Era il 1974 quando Edoardo Bennato lanciava l’album in Fila per Tre, contenente 11 brani tra i quali la traccia che dava il nome alla raccolta. E che recitava, a un certo punto: “È il primo giorno però domani ti abituerai e ti sembrerà una cosa normale: fare la fila per tre, rispondere sempre di sì e comportarti da persona civile”. Quello che, senza troppi giri di parole, in questo momento il Pd sta chiedendo ai Cinque Stelle per dar vita al tanto sbandierato governo giallorosso.

Può il Movimento rassegnarsi davvero a un simile scenario? Il rischio è che le rinunce del “primo giorno”, quelle necessarie per porre le basi di un’intesa con Zingaretti & co., finiranno per trasformarsi presto in altre, più odiose imposizioni. Fino al momento in cui ci si ritroverà davvero a “fare la fila per tre” convinti che in fondo sia una cosa normale. Nello specifico, imponendo magari all’interno del ministero dell’Economia personalità legate a Bankitalia. O che magari da tempo facevano parte dello staff di quel Mef che in passato gli stessi Cinque Stelle avevano contestato.

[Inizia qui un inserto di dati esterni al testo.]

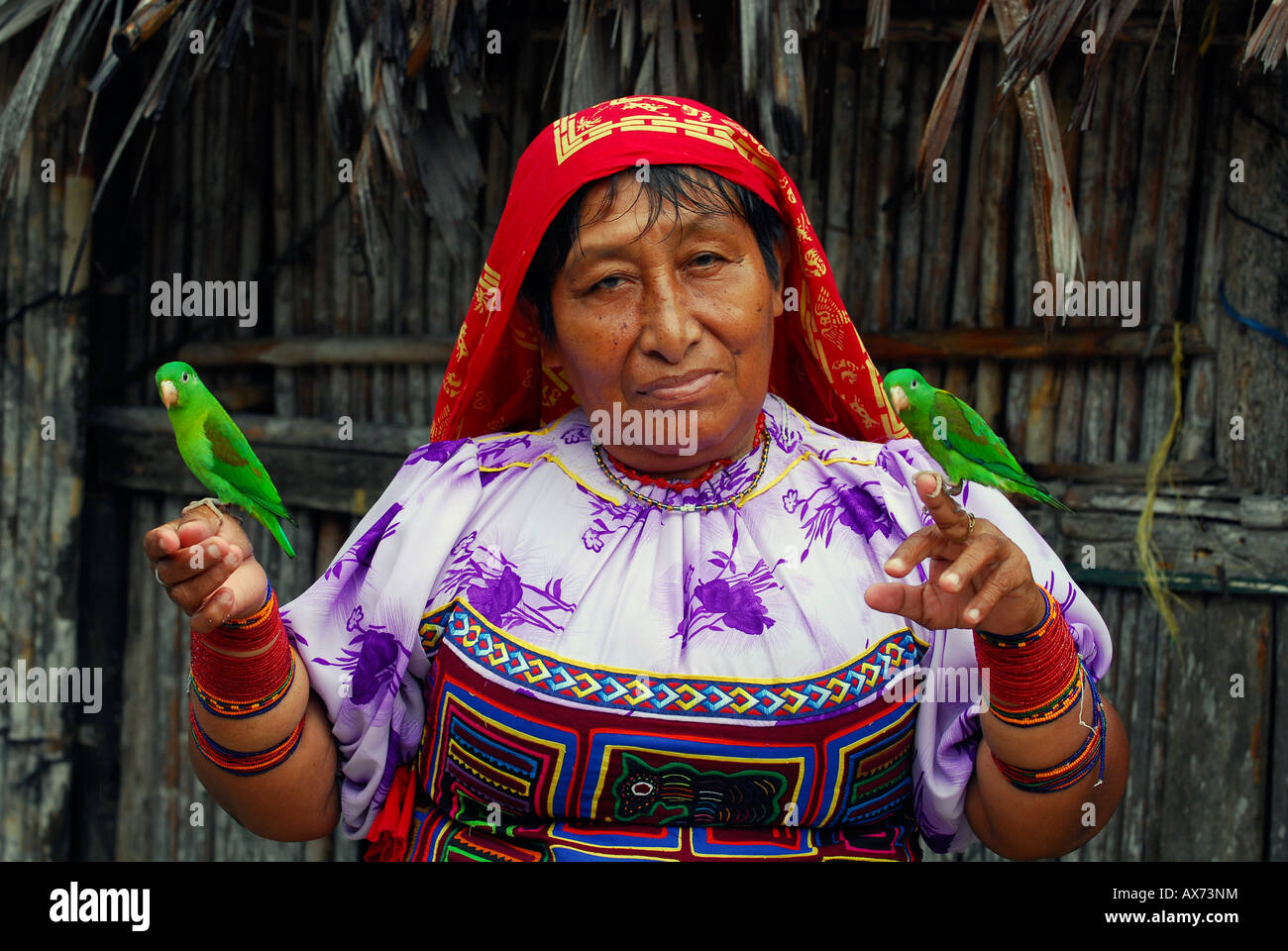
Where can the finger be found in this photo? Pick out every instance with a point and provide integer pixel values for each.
(192, 561)
(161, 541)
(943, 509)
(988, 596)
(925, 543)
(214, 612)
(894, 598)
(983, 549)
(197, 525)
(191, 581)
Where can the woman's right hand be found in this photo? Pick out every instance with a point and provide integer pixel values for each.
(209, 570)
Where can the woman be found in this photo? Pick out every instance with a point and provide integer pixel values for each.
(690, 646)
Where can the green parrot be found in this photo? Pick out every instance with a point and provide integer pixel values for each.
(966, 448)
(217, 451)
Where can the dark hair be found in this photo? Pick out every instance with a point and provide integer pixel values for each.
(696, 188)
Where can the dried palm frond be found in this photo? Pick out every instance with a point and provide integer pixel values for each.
(943, 114)
(18, 16)
(1055, 222)
(1270, 39)
(877, 26)
(1035, 40)
(18, 111)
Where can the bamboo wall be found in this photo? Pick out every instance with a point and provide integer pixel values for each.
(241, 183)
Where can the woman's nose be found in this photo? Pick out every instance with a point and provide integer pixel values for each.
(670, 325)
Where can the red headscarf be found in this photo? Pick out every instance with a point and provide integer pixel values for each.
(819, 365)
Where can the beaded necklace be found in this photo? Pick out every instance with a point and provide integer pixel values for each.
(690, 506)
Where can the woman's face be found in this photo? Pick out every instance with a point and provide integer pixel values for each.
(678, 318)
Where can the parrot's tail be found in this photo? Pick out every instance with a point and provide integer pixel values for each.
(1042, 495)
(1034, 491)
(274, 527)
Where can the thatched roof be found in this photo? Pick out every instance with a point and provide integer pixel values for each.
(400, 79)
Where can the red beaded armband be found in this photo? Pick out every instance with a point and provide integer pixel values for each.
(1076, 767)
(1033, 677)
(244, 763)
(248, 685)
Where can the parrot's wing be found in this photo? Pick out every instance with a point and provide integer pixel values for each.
(973, 438)
(237, 464)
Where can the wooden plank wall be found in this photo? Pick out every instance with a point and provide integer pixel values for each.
(243, 183)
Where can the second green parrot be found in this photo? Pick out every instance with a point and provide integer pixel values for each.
(217, 453)
(958, 438)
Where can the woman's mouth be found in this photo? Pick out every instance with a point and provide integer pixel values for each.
(679, 388)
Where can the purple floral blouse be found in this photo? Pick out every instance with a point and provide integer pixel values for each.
(528, 531)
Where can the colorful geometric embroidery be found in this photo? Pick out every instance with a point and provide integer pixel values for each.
(501, 776)
(855, 681)
(571, 136)
(678, 792)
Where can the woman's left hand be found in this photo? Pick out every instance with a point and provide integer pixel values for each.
(982, 573)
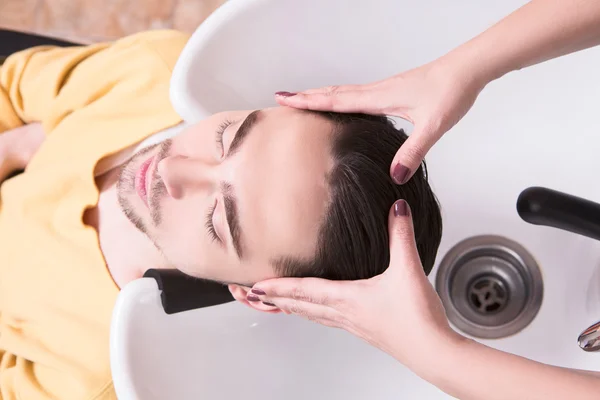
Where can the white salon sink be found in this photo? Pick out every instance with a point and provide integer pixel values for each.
(537, 127)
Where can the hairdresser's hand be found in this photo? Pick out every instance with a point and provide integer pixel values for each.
(433, 97)
(398, 311)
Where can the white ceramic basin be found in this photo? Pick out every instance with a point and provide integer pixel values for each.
(537, 127)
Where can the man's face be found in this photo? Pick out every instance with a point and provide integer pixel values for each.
(233, 192)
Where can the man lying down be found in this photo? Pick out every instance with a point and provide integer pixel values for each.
(239, 197)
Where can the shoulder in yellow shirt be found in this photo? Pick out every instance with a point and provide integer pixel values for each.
(56, 295)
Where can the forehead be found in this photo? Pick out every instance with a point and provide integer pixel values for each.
(282, 183)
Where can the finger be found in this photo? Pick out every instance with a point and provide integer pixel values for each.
(309, 290)
(311, 311)
(335, 99)
(403, 248)
(333, 89)
(411, 154)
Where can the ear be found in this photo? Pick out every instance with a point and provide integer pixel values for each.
(242, 293)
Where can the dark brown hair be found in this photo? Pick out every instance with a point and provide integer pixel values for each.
(353, 240)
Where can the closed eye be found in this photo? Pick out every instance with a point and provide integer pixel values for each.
(219, 135)
(210, 227)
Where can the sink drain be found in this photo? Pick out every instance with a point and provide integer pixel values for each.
(490, 286)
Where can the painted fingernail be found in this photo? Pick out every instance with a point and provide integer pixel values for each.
(400, 174)
(285, 94)
(400, 208)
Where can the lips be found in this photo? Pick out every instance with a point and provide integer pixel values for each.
(142, 180)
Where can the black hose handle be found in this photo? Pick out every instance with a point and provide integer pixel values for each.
(181, 292)
(543, 206)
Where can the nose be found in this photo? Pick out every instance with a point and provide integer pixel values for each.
(183, 175)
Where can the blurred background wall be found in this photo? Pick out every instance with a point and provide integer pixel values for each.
(89, 21)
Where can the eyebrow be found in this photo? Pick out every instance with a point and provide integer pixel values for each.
(243, 132)
(231, 209)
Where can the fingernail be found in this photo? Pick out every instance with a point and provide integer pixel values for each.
(400, 174)
(285, 94)
(400, 208)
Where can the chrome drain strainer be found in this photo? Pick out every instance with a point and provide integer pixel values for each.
(491, 286)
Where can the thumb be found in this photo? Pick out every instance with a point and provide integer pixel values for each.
(403, 248)
(409, 156)
(346, 98)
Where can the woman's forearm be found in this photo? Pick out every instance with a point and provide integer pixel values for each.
(470, 370)
(538, 31)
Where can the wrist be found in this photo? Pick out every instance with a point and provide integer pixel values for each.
(444, 356)
(473, 66)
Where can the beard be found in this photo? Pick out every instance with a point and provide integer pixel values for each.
(126, 188)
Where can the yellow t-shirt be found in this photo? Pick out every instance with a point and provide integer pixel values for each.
(56, 294)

E d’altronde, per rimanere sul testo bennatiano, i giornali hanno già iniziato a lodare la trasformazione “civile” di un Movimento che ora ha imparato le buone maniere, messo da parte i vaffa e imparato a sedersi a tavola con i signori del Partito Democratico senza più sbuffare. Spingendo sempre di più per un accordo che riporterebbe al governo chi si proponeva di incarnare i valori del popolo di sinistra e si è invece trasformato da anni in establishment.

Bene, allora, farsi certe domande prima che sia troppo tardi. Di sedersi su un piano inclinato che porta inevitabilmente a scivolare sempre più verso quel mondo osteggiato fino a pochi mesi fa. Prima, per dirla un’ultima volta alla Bennato, di convincersi che “noi siamo i buoni perciò abbiamo sempre ragione
e andiamo dritti verso la gloria…”.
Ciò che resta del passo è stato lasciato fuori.